I’m currently reading a very informative and insightful book by Mark Matousek: Ethical Wisdom: What Makes Us Good. Doing research on this topic, Mark found was that “we feel an uplifting emotion when we find others behaving in virtuous ways.” He calls this emotion “elevation” and lists it as “among the more mysterious gifts of our mirror neuron system.” He continues: “The mere act of witnessing character, virtue, beauty, and truth tickles our vagus nerve, which stimulates oxytocin production and evokes in us, among other empathic behaviors, the desire to be better people living better lives.” (Matousek: page 66) Perhaps you recognize this response, not just to emergencies, but when watching a movie, hearing a story, or reading a book about someone doing the right thing even when things seem hopeless or the odds are stacked. Think of the movie It’s a Wonderful Life or the book Les Miserables.

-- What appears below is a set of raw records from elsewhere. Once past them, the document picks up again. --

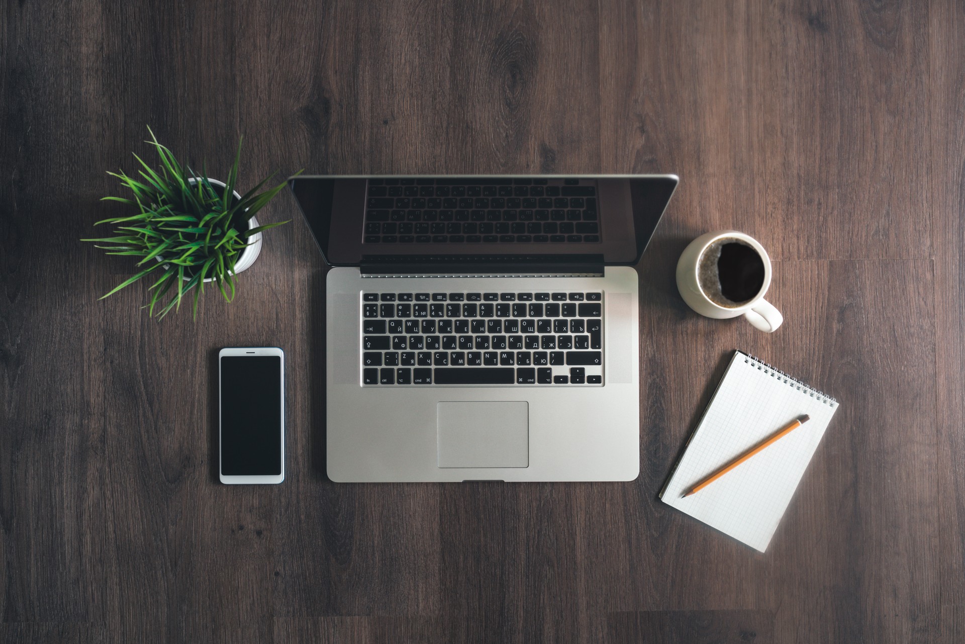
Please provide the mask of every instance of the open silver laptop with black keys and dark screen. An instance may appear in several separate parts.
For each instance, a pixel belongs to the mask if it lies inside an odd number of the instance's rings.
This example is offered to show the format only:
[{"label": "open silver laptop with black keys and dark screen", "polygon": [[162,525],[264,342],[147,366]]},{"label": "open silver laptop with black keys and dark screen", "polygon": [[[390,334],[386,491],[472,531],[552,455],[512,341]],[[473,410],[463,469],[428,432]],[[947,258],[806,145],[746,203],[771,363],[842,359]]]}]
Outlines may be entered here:
[{"label": "open silver laptop with black keys and dark screen", "polygon": [[630,481],[638,276],[674,175],[299,176],[337,482]]}]

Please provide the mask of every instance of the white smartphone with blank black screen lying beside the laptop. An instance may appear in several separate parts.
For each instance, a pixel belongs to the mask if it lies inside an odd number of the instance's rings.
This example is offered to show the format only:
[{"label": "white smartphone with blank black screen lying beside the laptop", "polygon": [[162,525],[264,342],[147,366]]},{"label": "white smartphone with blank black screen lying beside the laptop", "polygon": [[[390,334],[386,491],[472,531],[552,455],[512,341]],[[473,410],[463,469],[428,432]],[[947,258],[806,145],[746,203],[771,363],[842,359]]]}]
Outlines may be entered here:
[{"label": "white smartphone with blank black screen lying beside the laptop", "polygon": [[222,483],[285,480],[285,351],[218,351],[218,476]]}]

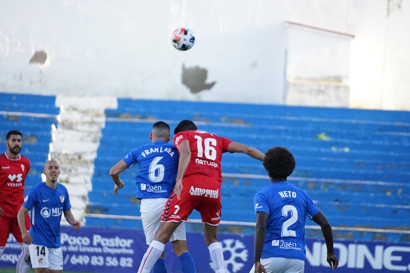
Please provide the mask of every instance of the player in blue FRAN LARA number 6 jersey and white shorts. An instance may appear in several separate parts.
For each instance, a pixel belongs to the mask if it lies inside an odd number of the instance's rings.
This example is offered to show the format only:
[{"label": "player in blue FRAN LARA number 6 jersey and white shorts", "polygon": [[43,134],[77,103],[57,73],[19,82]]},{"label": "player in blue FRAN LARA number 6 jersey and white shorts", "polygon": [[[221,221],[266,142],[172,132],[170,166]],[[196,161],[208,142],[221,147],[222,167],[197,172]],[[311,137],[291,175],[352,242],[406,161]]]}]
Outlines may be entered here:
[{"label": "player in blue FRAN LARA number 6 jersey and white shorts", "polygon": [[[115,195],[118,193],[118,189],[124,186],[119,174],[135,164],[139,166],[136,176],[136,197],[141,199],[139,211],[147,245],[150,245],[154,240],[162,209],[175,186],[179,155],[175,146],[168,144],[170,138],[169,125],[163,121],[155,122],[150,133],[152,143],[132,150],[110,170],[110,176],[115,183]],[[170,241],[179,259],[182,272],[195,272],[194,260],[188,252],[185,223],[178,226]],[[163,257],[164,254],[162,253],[153,267],[153,273],[167,272]]]}]

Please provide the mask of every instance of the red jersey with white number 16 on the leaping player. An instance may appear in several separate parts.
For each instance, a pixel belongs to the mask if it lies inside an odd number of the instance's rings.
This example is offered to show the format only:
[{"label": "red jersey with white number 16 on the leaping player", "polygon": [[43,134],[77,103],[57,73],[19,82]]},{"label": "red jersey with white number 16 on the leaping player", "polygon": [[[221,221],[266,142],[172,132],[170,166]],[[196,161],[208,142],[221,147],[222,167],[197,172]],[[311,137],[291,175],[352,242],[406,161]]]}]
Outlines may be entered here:
[{"label": "red jersey with white number 16 on the leaping player", "polygon": [[179,143],[186,139],[189,141],[191,149],[191,161],[185,175],[200,173],[222,181],[222,153],[228,151],[228,145],[232,140],[201,130],[183,131],[174,137],[176,148],[178,148]]}]

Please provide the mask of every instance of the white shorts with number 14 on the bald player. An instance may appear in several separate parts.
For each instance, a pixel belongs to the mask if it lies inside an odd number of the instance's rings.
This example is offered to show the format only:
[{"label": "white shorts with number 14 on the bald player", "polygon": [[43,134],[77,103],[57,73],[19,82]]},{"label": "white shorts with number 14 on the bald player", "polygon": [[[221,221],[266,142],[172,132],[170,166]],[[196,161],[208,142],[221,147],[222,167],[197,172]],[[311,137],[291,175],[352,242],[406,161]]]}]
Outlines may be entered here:
[{"label": "white shorts with number 14 on the bald player", "polygon": [[49,248],[43,245],[30,244],[29,252],[33,268],[63,270],[63,251],[61,251],[61,247]]}]

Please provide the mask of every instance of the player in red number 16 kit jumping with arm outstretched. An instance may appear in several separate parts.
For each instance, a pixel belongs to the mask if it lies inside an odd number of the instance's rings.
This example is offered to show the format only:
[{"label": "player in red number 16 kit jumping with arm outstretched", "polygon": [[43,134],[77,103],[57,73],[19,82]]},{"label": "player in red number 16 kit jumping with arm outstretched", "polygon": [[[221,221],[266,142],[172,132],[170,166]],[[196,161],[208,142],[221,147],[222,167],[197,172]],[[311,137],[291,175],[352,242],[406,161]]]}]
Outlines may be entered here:
[{"label": "player in red number 16 kit jumping with arm outstretched", "polygon": [[175,228],[181,221],[187,221],[194,209],[201,214],[213,268],[217,273],[225,272],[223,251],[217,238],[221,217],[221,157],[225,152],[245,153],[262,161],[264,154],[251,146],[197,130],[191,120],[179,122],[174,133],[179,152],[174,192],[163,209],[161,224],[142,258],[138,273],[151,271]]}]

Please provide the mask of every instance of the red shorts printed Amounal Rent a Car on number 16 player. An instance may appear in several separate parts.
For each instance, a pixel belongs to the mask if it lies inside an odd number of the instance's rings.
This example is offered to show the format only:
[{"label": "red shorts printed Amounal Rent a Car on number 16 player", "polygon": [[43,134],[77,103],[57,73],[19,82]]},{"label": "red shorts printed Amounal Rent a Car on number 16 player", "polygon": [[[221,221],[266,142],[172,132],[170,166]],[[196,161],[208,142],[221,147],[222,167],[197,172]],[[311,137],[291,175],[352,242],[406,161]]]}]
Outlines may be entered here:
[{"label": "red shorts printed Amounal Rent a Car on number 16 player", "polygon": [[181,199],[174,192],[165,205],[161,221],[187,221],[196,209],[203,223],[218,225],[221,218],[221,182],[203,174],[185,176],[182,180]]}]

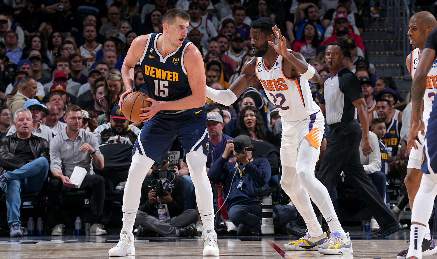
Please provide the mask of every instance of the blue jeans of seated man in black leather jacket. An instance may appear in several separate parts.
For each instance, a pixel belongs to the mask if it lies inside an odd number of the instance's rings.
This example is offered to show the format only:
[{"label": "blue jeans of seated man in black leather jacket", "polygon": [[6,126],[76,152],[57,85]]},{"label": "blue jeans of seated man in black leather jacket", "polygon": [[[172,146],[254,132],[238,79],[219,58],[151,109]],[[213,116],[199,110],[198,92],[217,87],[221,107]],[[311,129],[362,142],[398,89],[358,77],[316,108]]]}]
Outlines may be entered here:
[{"label": "blue jeans of seated man in black leather jacket", "polygon": [[49,162],[45,157],[38,157],[21,168],[7,171],[4,176],[7,184],[3,184],[2,191],[6,193],[7,222],[10,225],[20,221],[21,192],[35,192],[41,190],[45,177],[49,172]]}]

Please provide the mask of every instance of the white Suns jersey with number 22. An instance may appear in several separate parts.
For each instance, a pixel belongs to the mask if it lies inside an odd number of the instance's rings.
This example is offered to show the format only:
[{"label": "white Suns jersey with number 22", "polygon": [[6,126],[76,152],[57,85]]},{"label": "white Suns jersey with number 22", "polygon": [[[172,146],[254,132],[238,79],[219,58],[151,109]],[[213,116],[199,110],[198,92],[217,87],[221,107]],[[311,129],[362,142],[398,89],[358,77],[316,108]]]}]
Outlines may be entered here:
[{"label": "white Suns jersey with number 22", "polygon": [[282,56],[277,55],[273,66],[268,70],[263,58],[257,57],[254,68],[267,98],[279,110],[279,116],[285,121],[294,122],[318,112],[320,108],[312,100],[308,80],[302,76],[299,78],[285,76],[282,62]]}]

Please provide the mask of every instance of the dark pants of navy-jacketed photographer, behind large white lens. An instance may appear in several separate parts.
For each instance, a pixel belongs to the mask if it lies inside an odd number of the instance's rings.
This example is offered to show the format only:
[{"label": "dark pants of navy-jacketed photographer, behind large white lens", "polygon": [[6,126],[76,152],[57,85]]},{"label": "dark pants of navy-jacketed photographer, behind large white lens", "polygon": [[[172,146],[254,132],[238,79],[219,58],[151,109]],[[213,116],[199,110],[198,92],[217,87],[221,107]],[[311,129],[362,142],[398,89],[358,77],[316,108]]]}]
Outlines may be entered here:
[{"label": "dark pants of navy-jacketed photographer, behind large white lens", "polygon": [[[238,228],[240,224],[255,227],[261,224],[263,210],[258,201],[247,204],[234,205],[229,208],[229,220]],[[297,210],[289,205],[273,206],[273,225],[275,229],[281,229],[288,222],[296,218]]]}]

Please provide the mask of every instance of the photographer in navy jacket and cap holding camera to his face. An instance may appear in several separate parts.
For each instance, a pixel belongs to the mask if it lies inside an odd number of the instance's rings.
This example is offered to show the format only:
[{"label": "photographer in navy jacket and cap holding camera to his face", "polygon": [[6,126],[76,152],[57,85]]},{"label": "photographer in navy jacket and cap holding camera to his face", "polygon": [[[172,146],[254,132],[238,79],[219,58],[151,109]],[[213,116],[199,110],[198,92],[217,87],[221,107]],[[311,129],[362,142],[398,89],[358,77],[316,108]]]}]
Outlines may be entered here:
[{"label": "photographer in navy jacket and cap holding camera to his face", "polygon": [[[223,183],[223,198],[229,220],[238,226],[238,235],[259,235],[261,232],[262,209],[256,194],[257,189],[268,189],[271,168],[267,158],[252,158],[249,136],[239,135],[228,140],[225,151],[208,171],[209,180]],[[228,163],[227,157],[233,152],[236,162]],[[275,229],[296,218],[296,208],[288,205],[273,206]]]}]

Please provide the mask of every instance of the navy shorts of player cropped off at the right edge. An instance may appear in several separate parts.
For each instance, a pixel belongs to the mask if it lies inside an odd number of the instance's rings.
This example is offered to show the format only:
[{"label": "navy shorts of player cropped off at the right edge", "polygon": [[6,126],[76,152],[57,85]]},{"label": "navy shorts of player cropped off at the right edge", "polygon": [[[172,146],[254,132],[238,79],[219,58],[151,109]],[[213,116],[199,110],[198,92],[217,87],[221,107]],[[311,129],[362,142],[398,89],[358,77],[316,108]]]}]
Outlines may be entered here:
[{"label": "navy shorts of player cropped off at the right edge", "polygon": [[425,174],[437,174],[437,112],[434,110],[433,106],[423,144],[421,171]]}]

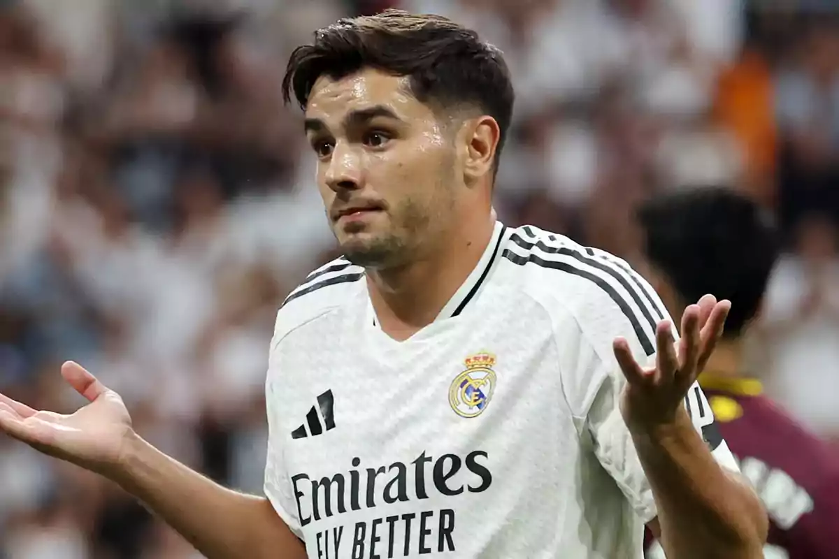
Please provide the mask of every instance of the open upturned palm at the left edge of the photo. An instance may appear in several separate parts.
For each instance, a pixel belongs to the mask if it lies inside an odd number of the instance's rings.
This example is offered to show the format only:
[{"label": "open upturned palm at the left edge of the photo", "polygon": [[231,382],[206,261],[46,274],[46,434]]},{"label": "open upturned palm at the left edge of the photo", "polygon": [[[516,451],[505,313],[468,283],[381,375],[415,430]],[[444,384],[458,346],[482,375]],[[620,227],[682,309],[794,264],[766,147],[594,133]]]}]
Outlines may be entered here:
[{"label": "open upturned palm at the left edge of the photo", "polygon": [[72,361],[61,375],[89,404],[70,415],[39,411],[0,394],[0,431],[44,454],[99,474],[116,468],[133,434],[122,398]]}]

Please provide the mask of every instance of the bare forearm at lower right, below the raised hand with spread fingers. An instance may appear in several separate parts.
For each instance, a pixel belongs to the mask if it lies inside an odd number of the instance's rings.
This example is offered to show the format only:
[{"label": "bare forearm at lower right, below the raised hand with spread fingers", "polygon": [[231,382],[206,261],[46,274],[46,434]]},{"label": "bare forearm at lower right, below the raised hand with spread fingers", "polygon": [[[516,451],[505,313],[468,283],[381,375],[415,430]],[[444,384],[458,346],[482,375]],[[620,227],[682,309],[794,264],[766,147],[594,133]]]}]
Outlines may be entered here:
[{"label": "bare forearm at lower right, below the raised hand with spread fingers", "polygon": [[667,556],[763,556],[768,520],[758,496],[711,456],[680,410],[675,424],[633,432],[653,488]]}]

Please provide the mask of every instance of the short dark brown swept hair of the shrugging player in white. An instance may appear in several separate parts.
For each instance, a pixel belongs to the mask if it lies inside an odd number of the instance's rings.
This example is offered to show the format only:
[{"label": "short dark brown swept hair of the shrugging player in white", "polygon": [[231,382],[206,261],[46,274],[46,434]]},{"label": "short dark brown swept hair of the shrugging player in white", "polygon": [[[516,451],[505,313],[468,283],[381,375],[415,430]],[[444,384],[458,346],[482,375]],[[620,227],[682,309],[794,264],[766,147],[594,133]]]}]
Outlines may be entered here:
[{"label": "short dark brown swept hair of the shrugging player in white", "polygon": [[433,108],[473,106],[498,122],[495,167],[513,115],[513,85],[501,51],[475,31],[438,15],[388,9],[344,18],[315,31],[313,44],[294,49],[283,79],[305,109],[320,75],[333,80],[362,68],[408,76],[413,96]]}]

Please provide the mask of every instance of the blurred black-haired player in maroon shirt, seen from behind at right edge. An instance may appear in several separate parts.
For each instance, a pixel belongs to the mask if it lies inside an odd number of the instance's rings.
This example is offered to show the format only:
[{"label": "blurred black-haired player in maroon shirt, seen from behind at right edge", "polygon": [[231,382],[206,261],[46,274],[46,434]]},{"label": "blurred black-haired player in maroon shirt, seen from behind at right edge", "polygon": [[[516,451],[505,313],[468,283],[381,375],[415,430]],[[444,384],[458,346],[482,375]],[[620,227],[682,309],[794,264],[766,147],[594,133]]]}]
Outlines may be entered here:
[{"label": "blurred black-haired player in maroon shirt, seen from behind at right edge", "polygon": [[[671,313],[705,292],[732,302],[699,382],[722,436],[769,512],[765,556],[836,557],[839,463],[825,443],[761,396],[760,381],[743,365],[743,332],[758,312],[775,261],[772,226],[756,204],[720,188],[652,199],[638,216],[650,268],[645,275]],[[656,543],[647,556],[658,559],[664,551]]]}]

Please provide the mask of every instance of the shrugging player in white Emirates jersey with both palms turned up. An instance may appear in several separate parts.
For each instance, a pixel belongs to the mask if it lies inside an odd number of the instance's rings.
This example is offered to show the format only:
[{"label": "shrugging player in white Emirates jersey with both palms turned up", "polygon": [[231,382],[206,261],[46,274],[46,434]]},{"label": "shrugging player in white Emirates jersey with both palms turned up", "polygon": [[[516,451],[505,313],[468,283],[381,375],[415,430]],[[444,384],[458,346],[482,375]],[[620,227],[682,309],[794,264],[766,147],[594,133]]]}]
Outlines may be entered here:
[{"label": "shrugging player in white Emirates jersey with both palms turned up", "polygon": [[[725,301],[675,333],[623,261],[492,219],[513,108],[497,49],[437,16],[344,19],[292,54],[317,184],[345,255],[279,310],[267,497],[143,442],[119,396],[0,427],[106,475],[214,557],[754,557],[766,518],[690,388]],[[690,399],[693,422],[684,405]]]}]

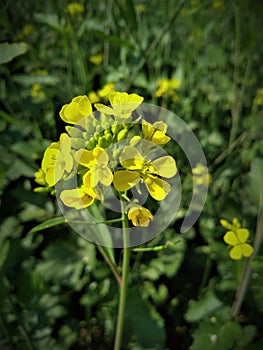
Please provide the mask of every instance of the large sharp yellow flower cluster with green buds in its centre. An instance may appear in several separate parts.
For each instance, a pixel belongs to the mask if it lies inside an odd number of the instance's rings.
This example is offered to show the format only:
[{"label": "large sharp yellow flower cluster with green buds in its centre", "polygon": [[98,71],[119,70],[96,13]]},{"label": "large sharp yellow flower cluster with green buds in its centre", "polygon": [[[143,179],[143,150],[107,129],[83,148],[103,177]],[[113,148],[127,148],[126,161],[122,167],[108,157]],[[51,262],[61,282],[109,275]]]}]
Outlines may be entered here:
[{"label": "large sharp yellow flower cluster with green buds in its centre", "polygon": [[95,103],[94,112],[87,96],[77,96],[62,107],[60,117],[71,125],[46,149],[35,181],[54,192],[59,181],[76,176],[78,185],[62,190],[59,196],[64,205],[77,210],[95,200],[103,201],[112,186],[120,199],[123,196],[128,201],[128,219],[145,227],[153,214],[138,200],[131,202],[128,194],[132,188],[140,194],[141,184],[157,201],[170,192],[170,184],[163,178],[176,175],[175,160],[156,156],[157,148],[170,140],[167,125],[162,121],[151,124],[135,113],[143,102],[137,94],[113,92],[109,102],[110,106]]}]

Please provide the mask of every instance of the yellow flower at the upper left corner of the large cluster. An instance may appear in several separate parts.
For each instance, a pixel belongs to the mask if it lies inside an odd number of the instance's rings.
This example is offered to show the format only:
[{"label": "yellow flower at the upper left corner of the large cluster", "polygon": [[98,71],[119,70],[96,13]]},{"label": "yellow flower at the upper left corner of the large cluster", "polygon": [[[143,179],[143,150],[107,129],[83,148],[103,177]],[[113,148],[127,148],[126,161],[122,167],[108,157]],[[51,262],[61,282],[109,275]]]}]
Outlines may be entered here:
[{"label": "yellow flower at the upper left corner of the large cluster", "polygon": [[77,96],[62,107],[59,115],[64,122],[77,124],[84,117],[92,115],[92,106],[87,96]]}]

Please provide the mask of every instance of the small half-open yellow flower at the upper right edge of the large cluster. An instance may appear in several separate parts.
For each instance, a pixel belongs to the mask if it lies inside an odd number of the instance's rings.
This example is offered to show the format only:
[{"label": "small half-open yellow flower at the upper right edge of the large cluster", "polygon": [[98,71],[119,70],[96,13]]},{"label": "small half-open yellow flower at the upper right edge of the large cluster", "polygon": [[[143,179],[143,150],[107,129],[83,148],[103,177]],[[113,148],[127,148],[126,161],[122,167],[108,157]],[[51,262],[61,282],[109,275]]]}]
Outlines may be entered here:
[{"label": "small half-open yellow flower at the upper right edge of the large cluster", "polygon": [[165,135],[167,124],[162,121],[150,124],[145,120],[142,121],[142,132],[146,140],[152,141],[157,145],[164,145],[170,141],[170,137]]}]

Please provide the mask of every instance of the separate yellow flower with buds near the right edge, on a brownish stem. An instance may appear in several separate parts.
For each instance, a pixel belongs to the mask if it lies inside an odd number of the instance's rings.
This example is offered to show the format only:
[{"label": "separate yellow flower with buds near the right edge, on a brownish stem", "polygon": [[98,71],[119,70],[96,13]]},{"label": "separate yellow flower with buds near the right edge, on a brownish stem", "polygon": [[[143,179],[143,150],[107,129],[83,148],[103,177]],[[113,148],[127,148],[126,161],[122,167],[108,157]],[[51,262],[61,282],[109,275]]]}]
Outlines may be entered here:
[{"label": "separate yellow flower with buds near the right edge, on a brownish stem", "polygon": [[224,235],[224,241],[230,245],[230,258],[240,260],[242,257],[250,257],[254,251],[253,247],[247,243],[249,231],[242,228],[237,218],[234,218],[232,224],[226,220],[220,220],[221,226],[228,229]]}]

I saw my theoretical definition of right use of power come to vibrant life in our community.
I experienced individuals, even strangers, using their personal and professional power to help others heal from pain and trauma. A group of acupuncturists, massage therapists, and body-workers set up a little clinic near our home and offered free sessions for anyone who had been affected by the flood. (Ren and I took advantage of their generosity on the first day.) I experienced power used to repair harm (in this case, to property) when friends and neighbors came by for a couple of hours at a time to help dig and rake our yard back toward order. I experienced power used sensitively to deepen relationships as people worked together and showered us with empathy and good listening. I experienced power used for the common good as individuals, organizations, churches, community groups, municipal agencies, national and other branches of government, road crews, helicopter rescue teams, police, firemen and women, the National Guard, and more came together to respond. One anonymous person said to a friend, “Please give these $100 bills out to people you know who might need them.”
This experience of the power of water, professional skills, people working together, governmental resources and expertise, and human resilience and heroism will continue to nourish Ren, me, and many of our fellow Coloradans as a deep, good well of memories that we can draw on when we experience future misuses of power. I pass this story on to you so that you may benefit from it also.